The Met-Map has basically a geodynamic aspect. Because the magma generation is related to major crustal-scale processes, and the emplacement depth of igneous intrusions is often similar to the depth of metamorphism, the major bodies are indicated. The separation from volcanic rocks will be sometimes artificial.

— Why the contact metamorphism is not presented on the Main maps?
(i) The contact formations are usually complex and small in size, their presentation on a 1:1,000,000 map is difficult or impossible.
(ii) The formation and discovery of the contact zones is controlled by many factors and their existence is not very relevant in a geodynamic context.

— Why the Alpine and the Pre-Alpine metamorphism are on separate maps?
It is not a lucky solution, but in this way we can avoid to create a too dense, unreadable map. In a later phase they should be integrated in several smaller, more detailed areas.

— Why the European foreland is not presented?
Since the compilation of the first 'Map of Metamorphites of the Carpatho-Balkan-Dinaride Area' (Szádeczky-Kardoss et al., 1976) the majority of the new results were generated in the area of the Alpine orogen.

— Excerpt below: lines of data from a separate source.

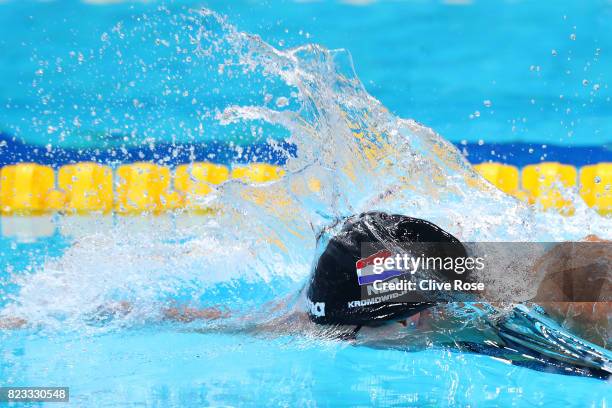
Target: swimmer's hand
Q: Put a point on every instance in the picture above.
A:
(9, 323)
(186, 314)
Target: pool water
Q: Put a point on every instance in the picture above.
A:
(176, 75)
(155, 364)
(473, 70)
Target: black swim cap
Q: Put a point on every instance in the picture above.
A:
(337, 295)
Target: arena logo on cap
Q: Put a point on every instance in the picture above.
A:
(366, 272)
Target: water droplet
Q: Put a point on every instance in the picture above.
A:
(282, 102)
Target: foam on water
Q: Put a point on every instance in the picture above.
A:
(353, 156)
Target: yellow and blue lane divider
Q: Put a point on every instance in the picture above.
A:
(88, 187)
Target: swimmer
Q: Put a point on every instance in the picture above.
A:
(337, 302)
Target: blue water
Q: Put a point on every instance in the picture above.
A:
(437, 62)
(175, 365)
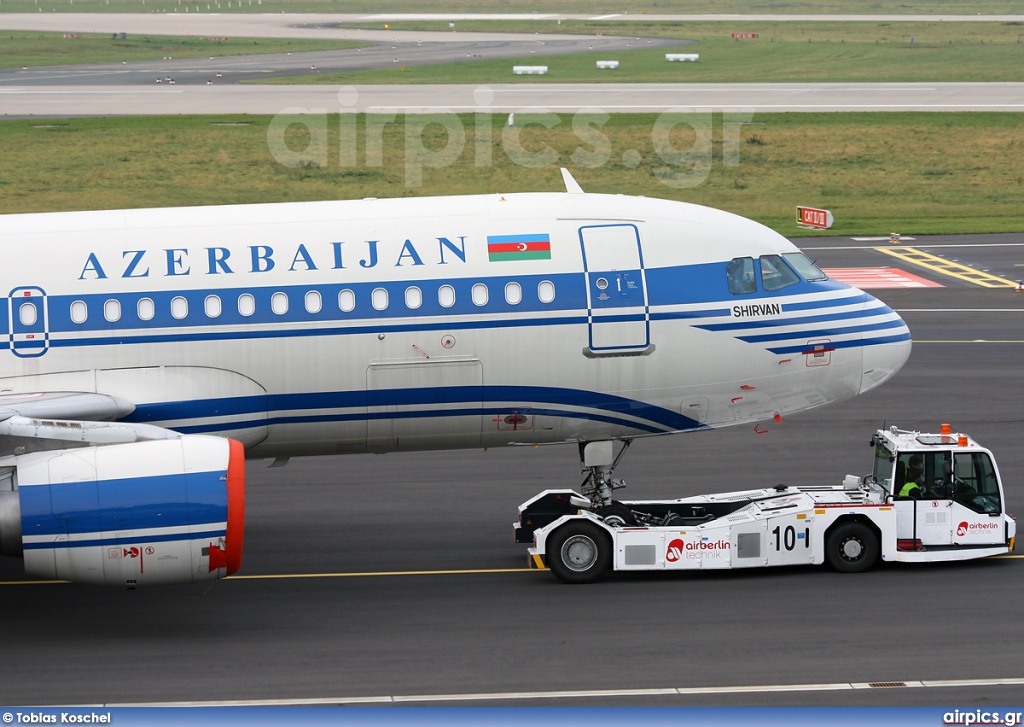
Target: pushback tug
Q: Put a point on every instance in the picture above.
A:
(929, 498)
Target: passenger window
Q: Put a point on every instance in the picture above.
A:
(807, 269)
(112, 310)
(212, 306)
(975, 485)
(739, 272)
(28, 314)
(414, 297)
(179, 307)
(775, 274)
(247, 304)
(79, 311)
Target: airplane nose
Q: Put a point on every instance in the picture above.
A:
(886, 349)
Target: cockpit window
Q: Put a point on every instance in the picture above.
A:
(807, 269)
(740, 274)
(775, 274)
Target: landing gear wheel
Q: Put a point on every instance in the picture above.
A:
(579, 552)
(851, 548)
(616, 514)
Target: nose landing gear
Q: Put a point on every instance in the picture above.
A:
(597, 459)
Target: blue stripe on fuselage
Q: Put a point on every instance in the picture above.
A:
(597, 407)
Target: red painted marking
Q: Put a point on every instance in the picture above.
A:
(236, 506)
(867, 278)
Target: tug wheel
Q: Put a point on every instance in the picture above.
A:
(579, 552)
(851, 548)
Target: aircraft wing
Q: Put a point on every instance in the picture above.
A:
(89, 499)
(38, 422)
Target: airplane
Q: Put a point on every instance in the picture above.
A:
(146, 353)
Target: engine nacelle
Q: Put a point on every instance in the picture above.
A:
(139, 514)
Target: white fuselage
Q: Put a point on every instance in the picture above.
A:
(435, 323)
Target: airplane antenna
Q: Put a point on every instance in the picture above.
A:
(571, 185)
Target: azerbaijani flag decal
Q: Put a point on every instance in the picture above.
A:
(518, 247)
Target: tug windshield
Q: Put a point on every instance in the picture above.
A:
(883, 471)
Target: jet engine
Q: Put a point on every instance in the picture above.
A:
(152, 512)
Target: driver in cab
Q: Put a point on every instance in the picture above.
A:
(914, 484)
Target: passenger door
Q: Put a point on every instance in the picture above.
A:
(617, 315)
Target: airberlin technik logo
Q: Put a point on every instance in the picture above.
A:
(975, 527)
(694, 550)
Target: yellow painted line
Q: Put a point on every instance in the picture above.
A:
(969, 340)
(947, 267)
(279, 576)
(285, 576)
(379, 573)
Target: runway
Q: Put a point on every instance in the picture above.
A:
(394, 579)
(75, 100)
(132, 89)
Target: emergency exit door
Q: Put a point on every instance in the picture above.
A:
(619, 318)
(28, 323)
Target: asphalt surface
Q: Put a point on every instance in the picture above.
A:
(332, 626)
(131, 88)
(375, 55)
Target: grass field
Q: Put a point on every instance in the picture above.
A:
(912, 173)
(782, 52)
(969, 7)
(29, 48)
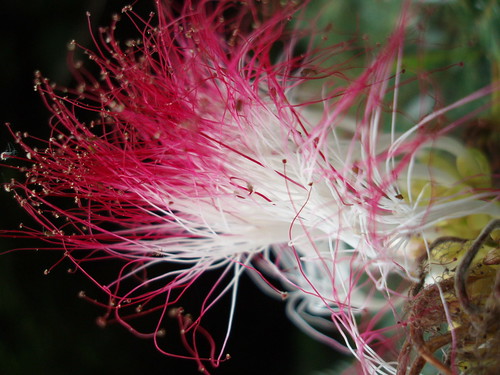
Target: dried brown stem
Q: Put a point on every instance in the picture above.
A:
(462, 271)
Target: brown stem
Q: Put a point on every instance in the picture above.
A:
(462, 272)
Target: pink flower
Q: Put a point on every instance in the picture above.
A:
(217, 141)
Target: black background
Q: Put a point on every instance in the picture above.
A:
(44, 327)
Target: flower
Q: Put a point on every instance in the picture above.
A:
(224, 139)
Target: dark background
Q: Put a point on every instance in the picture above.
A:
(44, 327)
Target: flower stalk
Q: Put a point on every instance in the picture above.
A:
(224, 141)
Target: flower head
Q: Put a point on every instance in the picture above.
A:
(225, 139)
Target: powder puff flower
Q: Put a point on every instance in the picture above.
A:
(224, 138)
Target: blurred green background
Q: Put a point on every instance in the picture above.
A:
(44, 327)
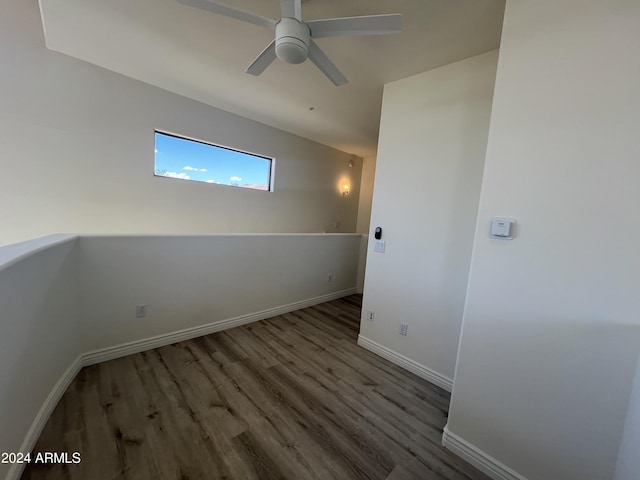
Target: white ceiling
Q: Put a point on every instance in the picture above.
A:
(203, 56)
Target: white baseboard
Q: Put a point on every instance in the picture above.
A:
(406, 363)
(44, 413)
(137, 346)
(478, 458)
(109, 353)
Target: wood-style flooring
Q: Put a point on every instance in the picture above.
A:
(291, 397)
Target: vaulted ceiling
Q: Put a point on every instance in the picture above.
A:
(203, 56)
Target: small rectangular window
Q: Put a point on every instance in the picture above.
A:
(177, 157)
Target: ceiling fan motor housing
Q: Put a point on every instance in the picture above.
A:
(292, 40)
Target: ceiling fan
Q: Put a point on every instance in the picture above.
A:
(294, 43)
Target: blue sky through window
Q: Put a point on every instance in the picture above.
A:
(177, 157)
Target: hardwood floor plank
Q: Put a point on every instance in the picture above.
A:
(290, 397)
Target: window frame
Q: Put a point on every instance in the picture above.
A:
(271, 160)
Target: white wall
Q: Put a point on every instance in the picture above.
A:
(628, 464)
(67, 301)
(364, 212)
(77, 146)
(551, 331)
(198, 280)
(39, 335)
(431, 151)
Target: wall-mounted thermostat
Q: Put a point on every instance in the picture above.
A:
(503, 228)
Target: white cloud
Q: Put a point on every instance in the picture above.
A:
(193, 169)
(182, 175)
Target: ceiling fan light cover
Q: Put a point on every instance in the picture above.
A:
(292, 40)
(291, 50)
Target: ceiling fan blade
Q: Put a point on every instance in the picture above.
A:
(325, 65)
(229, 11)
(291, 9)
(263, 60)
(353, 26)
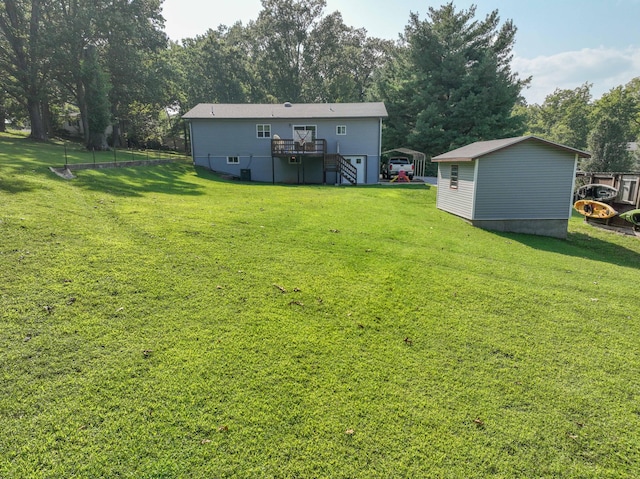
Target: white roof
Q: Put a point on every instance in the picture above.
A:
(286, 110)
(478, 149)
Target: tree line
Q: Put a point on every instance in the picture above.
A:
(447, 81)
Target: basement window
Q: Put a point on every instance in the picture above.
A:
(453, 177)
(263, 131)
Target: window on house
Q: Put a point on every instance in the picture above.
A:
(453, 177)
(306, 133)
(627, 192)
(263, 131)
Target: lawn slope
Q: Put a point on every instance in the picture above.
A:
(161, 322)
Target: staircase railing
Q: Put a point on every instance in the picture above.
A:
(347, 170)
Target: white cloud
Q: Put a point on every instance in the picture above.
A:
(604, 68)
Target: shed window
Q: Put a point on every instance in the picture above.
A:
(453, 177)
(627, 192)
(263, 131)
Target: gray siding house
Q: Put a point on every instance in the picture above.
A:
(289, 143)
(522, 184)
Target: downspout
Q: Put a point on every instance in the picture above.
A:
(573, 182)
(193, 150)
(379, 151)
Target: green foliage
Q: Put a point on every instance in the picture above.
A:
(564, 117)
(614, 114)
(165, 323)
(96, 90)
(455, 85)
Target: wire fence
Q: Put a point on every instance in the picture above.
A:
(74, 156)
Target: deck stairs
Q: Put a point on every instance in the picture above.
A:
(338, 163)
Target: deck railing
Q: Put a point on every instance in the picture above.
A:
(280, 147)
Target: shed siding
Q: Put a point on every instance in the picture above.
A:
(213, 140)
(457, 201)
(525, 181)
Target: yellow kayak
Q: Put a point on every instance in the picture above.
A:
(594, 209)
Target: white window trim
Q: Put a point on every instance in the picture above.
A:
(453, 184)
(265, 126)
(313, 128)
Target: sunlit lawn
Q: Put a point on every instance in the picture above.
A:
(160, 322)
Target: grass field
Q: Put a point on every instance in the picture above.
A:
(159, 322)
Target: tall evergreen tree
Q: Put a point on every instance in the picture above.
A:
(613, 117)
(453, 82)
(23, 55)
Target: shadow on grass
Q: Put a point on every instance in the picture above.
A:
(203, 172)
(14, 185)
(134, 181)
(580, 245)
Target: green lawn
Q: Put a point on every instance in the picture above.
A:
(159, 322)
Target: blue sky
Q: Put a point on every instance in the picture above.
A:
(561, 43)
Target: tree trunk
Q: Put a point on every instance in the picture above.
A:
(84, 112)
(3, 117)
(97, 141)
(116, 138)
(35, 117)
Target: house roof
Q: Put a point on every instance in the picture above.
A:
(286, 111)
(481, 148)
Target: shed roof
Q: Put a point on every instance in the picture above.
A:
(481, 148)
(286, 110)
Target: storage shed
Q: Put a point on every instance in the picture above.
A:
(522, 185)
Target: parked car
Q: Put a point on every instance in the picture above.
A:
(394, 165)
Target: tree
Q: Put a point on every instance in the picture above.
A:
(613, 115)
(24, 57)
(340, 61)
(96, 88)
(564, 117)
(281, 35)
(454, 83)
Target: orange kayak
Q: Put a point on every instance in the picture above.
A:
(594, 209)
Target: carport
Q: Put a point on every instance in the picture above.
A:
(419, 159)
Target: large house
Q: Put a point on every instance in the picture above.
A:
(523, 184)
(289, 143)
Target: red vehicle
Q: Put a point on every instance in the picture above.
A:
(397, 164)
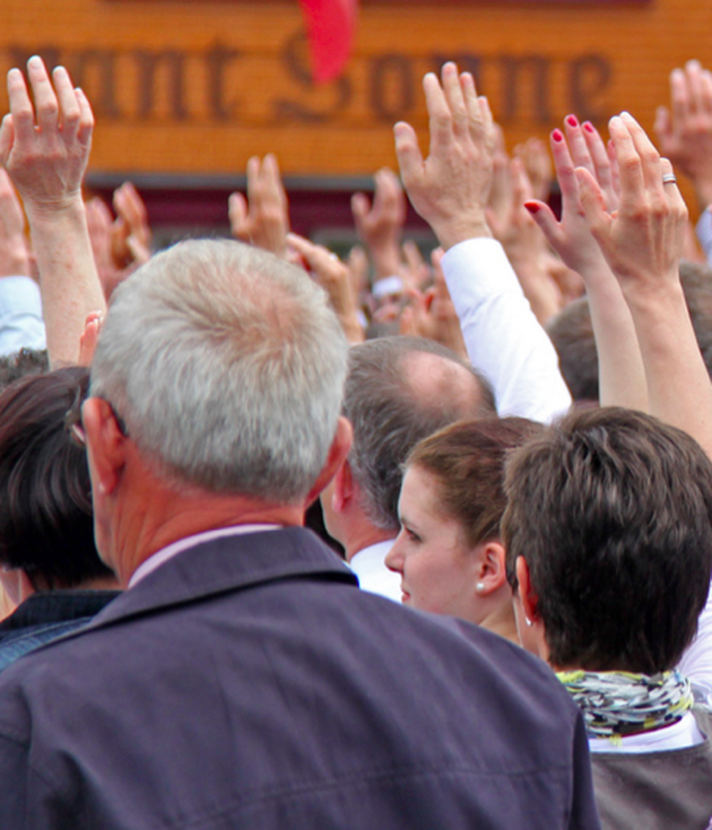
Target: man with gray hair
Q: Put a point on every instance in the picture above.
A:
(242, 680)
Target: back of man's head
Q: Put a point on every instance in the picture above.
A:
(227, 366)
(399, 390)
(612, 511)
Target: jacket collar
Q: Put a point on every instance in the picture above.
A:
(226, 565)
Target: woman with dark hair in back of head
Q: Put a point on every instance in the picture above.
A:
(49, 565)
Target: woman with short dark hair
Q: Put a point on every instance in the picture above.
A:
(48, 561)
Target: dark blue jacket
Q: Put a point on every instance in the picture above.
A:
(45, 616)
(249, 683)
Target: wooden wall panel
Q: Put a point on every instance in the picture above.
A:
(196, 88)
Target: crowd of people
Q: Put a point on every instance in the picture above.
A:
(290, 541)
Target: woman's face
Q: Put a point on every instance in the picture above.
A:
(438, 569)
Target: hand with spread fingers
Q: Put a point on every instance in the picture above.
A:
(262, 218)
(380, 224)
(685, 130)
(130, 232)
(45, 148)
(642, 242)
(450, 187)
(620, 367)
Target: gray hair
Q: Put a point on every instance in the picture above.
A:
(227, 366)
(390, 413)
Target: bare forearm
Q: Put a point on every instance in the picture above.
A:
(69, 281)
(679, 387)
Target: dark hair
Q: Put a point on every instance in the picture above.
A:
(390, 413)
(612, 511)
(467, 458)
(571, 332)
(22, 364)
(46, 525)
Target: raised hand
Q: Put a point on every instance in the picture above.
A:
(685, 130)
(450, 188)
(642, 241)
(45, 148)
(380, 224)
(620, 367)
(263, 217)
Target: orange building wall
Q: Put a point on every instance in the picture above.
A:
(198, 87)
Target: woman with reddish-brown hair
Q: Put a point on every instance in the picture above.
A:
(449, 552)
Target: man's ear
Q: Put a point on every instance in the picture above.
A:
(491, 571)
(338, 451)
(106, 445)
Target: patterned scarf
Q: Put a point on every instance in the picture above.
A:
(619, 703)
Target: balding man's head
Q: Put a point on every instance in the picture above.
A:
(227, 366)
(399, 390)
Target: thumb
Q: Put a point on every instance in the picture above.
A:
(593, 204)
(544, 218)
(359, 206)
(237, 211)
(663, 123)
(410, 159)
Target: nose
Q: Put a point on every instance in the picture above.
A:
(394, 557)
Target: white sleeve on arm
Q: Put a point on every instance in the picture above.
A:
(21, 323)
(504, 340)
(704, 233)
(696, 662)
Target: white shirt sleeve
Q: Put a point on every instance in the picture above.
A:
(704, 233)
(696, 662)
(21, 323)
(504, 340)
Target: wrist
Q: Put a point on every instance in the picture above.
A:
(703, 193)
(386, 260)
(70, 207)
(451, 233)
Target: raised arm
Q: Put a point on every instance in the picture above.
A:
(685, 137)
(449, 189)
(45, 150)
(642, 242)
(620, 366)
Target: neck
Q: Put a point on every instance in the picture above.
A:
(159, 515)
(363, 537)
(500, 620)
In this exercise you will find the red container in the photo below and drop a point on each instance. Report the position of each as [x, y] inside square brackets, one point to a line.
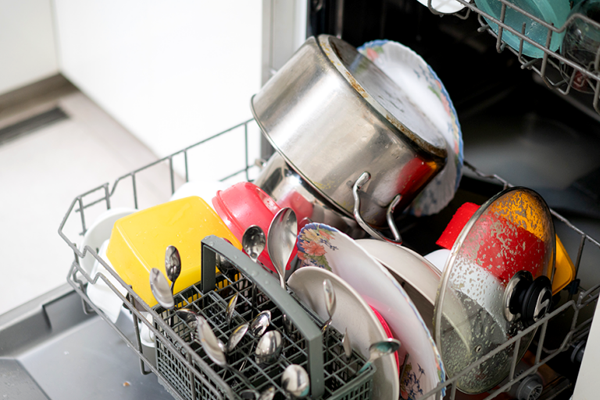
[243, 205]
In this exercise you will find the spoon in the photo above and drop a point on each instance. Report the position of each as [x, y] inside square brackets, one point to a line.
[172, 265]
[346, 345]
[379, 349]
[258, 326]
[253, 243]
[329, 303]
[231, 308]
[268, 348]
[281, 240]
[215, 349]
[295, 381]
[189, 317]
[237, 335]
[161, 290]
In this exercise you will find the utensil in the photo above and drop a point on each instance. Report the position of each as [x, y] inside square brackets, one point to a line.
[353, 316]
[330, 249]
[380, 349]
[161, 290]
[329, 303]
[346, 344]
[243, 205]
[295, 382]
[268, 348]
[253, 243]
[373, 126]
[281, 240]
[258, 326]
[215, 349]
[172, 265]
[231, 308]
[235, 337]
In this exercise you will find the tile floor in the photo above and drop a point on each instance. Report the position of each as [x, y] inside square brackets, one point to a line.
[40, 175]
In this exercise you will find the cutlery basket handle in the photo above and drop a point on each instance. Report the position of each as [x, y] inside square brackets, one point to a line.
[268, 284]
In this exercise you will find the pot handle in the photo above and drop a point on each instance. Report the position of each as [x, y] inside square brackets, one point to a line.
[364, 178]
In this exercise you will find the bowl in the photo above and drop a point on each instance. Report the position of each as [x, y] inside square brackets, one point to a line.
[551, 11]
[243, 205]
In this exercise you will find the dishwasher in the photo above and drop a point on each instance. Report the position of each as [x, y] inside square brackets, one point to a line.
[525, 121]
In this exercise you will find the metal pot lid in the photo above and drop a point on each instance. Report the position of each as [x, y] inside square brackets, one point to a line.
[507, 243]
[383, 94]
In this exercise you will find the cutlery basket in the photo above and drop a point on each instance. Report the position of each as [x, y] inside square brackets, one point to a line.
[332, 376]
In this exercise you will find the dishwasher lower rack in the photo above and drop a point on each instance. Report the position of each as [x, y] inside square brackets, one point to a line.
[572, 316]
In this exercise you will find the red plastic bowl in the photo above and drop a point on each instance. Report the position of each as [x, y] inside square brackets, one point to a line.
[243, 205]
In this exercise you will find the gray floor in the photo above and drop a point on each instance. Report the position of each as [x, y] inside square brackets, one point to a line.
[42, 172]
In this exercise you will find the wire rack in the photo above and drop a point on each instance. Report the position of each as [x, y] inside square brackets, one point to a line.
[570, 321]
[558, 72]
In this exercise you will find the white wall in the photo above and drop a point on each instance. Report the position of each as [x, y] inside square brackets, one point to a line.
[27, 50]
[172, 72]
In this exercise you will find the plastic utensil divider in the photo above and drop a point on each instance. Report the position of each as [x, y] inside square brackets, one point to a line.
[268, 284]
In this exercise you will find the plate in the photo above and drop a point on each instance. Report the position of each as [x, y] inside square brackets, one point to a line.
[444, 6]
[426, 90]
[99, 232]
[328, 248]
[351, 313]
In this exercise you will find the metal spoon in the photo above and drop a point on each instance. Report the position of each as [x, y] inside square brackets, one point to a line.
[329, 303]
[379, 349]
[281, 240]
[172, 265]
[235, 337]
[161, 290]
[215, 349]
[189, 317]
[231, 308]
[268, 348]
[253, 243]
[295, 381]
[258, 326]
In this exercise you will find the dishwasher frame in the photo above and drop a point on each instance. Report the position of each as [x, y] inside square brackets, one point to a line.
[78, 278]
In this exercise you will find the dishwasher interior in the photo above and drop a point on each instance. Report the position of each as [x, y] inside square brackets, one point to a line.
[516, 131]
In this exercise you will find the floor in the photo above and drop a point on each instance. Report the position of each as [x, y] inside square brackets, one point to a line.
[42, 172]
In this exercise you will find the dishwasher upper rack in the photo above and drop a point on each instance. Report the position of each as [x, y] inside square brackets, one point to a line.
[549, 66]
[578, 326]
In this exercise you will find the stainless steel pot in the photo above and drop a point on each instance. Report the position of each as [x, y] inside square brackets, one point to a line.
[333, 115]
[287, 188]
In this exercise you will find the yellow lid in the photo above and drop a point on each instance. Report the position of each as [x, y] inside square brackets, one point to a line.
[138, 242]
[565, 270]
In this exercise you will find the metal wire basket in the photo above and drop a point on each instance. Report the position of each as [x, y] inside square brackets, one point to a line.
[332, 375]
[569, 321]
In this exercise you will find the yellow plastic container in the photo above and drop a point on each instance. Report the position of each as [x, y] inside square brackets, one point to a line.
[138, 242]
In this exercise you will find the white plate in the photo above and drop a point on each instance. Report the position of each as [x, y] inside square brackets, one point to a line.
[351, 313]
[99, 232]
[444, 6]
[326, 247]
[425, 89]
[410, 266]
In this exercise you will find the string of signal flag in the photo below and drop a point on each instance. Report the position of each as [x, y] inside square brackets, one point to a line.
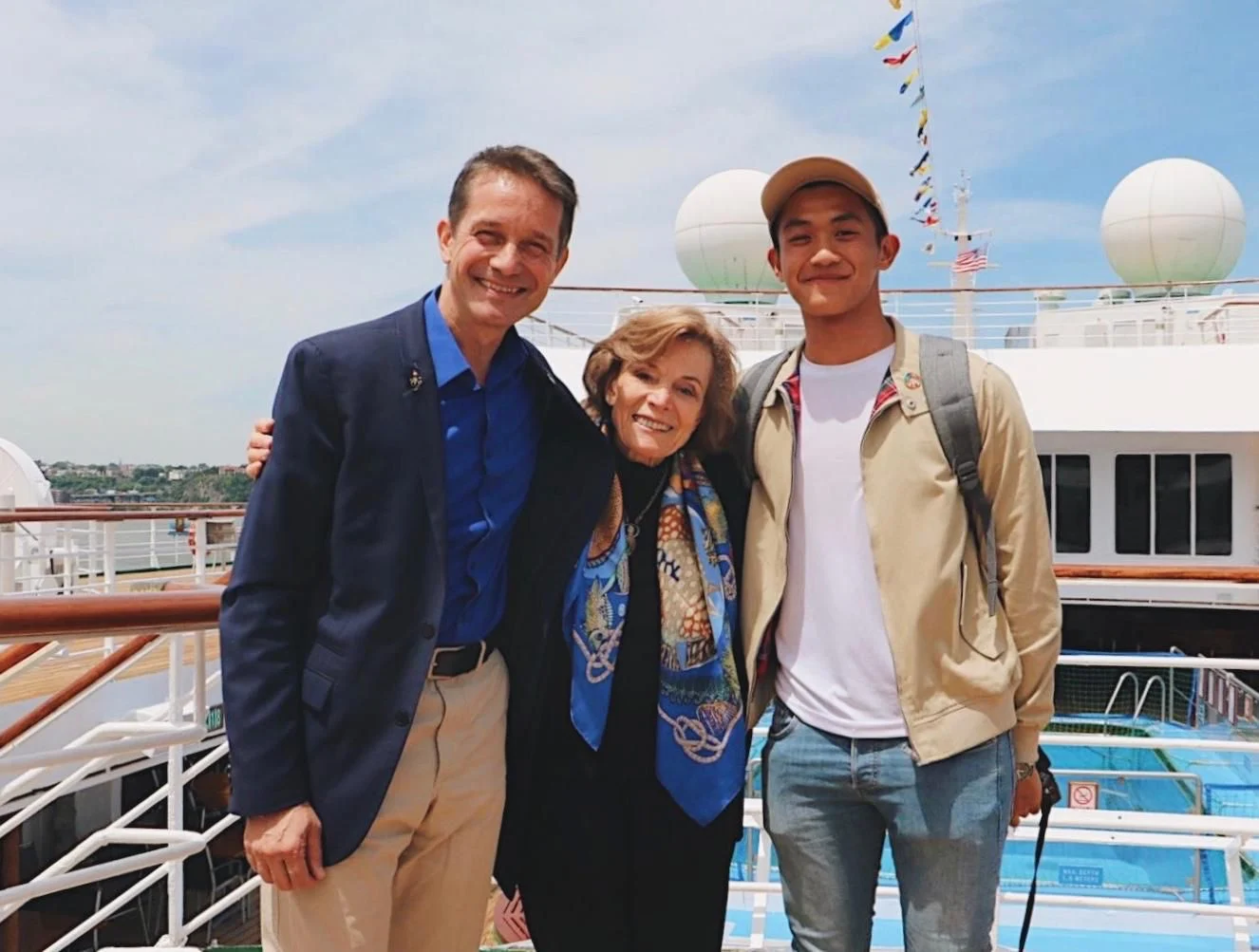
[926, 200]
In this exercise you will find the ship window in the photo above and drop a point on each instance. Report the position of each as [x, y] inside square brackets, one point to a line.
[1132, 505]
[1173, 515]
[1065, 481]
[1174, 504]
[1212, 529]
[1046, 475]
[1073, 494]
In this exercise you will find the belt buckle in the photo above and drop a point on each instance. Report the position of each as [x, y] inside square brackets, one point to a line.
[437, 652]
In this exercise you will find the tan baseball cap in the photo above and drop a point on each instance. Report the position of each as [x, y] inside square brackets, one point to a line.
[814, 169]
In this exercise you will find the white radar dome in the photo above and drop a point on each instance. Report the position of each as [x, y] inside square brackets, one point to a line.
[1174, 220]
[22, 478]
[722, 238]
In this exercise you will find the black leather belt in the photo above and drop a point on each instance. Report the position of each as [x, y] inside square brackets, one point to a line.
[459, 660]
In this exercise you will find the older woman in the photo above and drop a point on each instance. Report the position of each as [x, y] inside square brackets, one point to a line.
[634, 805]
[628, 740]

The aim of the new Met-Map is to present these data.

— Why the Paleogene and the Neogene cooling events are not distinguished by areal colors?
It is obvious, that there was a fundamental change in the geodynamic scenario during the Paleogene. The actual age category of "Tertiary" is planned to be shared into two parts in a later developing stage. At the actual version the sporadic age data can be presented by point-like symbols (see Legend).

— Why the Cretaceous is subdivided into two age categories?
We have to consider how big is the age difference between the "classic" Eoalpine ages around 80 Ma and the older Cretaceous age group clustering around 140-120 Ma. This time span is as long as the whole Miocene + Oligocene + a part of the Eocene. The bimodality of the Alpine Cretaceous ages was already pointed out by Frank et al. (1987), suggesting a boundary at 95 Ma. The new division considers the boundary at 110 Ma. Both subdivisions are a bit artificial, because the exact geodynamic scenario is not yet known and the transition between the Late Jurassic-Early Cretaceous and the Late Cretaceous processes may have a time shift through the Met-Map area between the Alps and Hellenids. The advantages of the 110 Ma age boundary: (i) in the most studied Alpine areas all the basement formations underwent greenschist, amphibolite or eclogite facies "Eoalpine" metamorphism falls into the younger age category and (ii) the majority of the lower grade metamorphosed, mainly Paleozoic, metasedimentary formations (Upper Austroalpine and analogues) falls into the older Cretaceous age category. (iii): This older age category will contain also the HP metamorphic "Meliatic" and "Vardar" formations. This 150±10 Ma age group should be separated and indicated later with an other symbol.

— Why the areas covered by unmetamorphosed formations are also presented?
The Carpathian arc surrounds the Pannonian Basin System which occupies a significant part of the area of Met-Map. These covered areas carry essential information about pattern of metamorphism and thus, for the understanding of the evolution of the whole Carpathian-Dinaric realm.

— Why the Met-Map does not apply the color code of the 'Metamorphic Map of the Alps' (Frey et al., 1999)?
This would be a logic and elegant decision, but (i) the Met-Map considers the basement of the sedimentary basins that need other colors than the exposed areas, (ii) it does not show the lithology, and (iii) the Met-Map introduces other age categories (see Legend).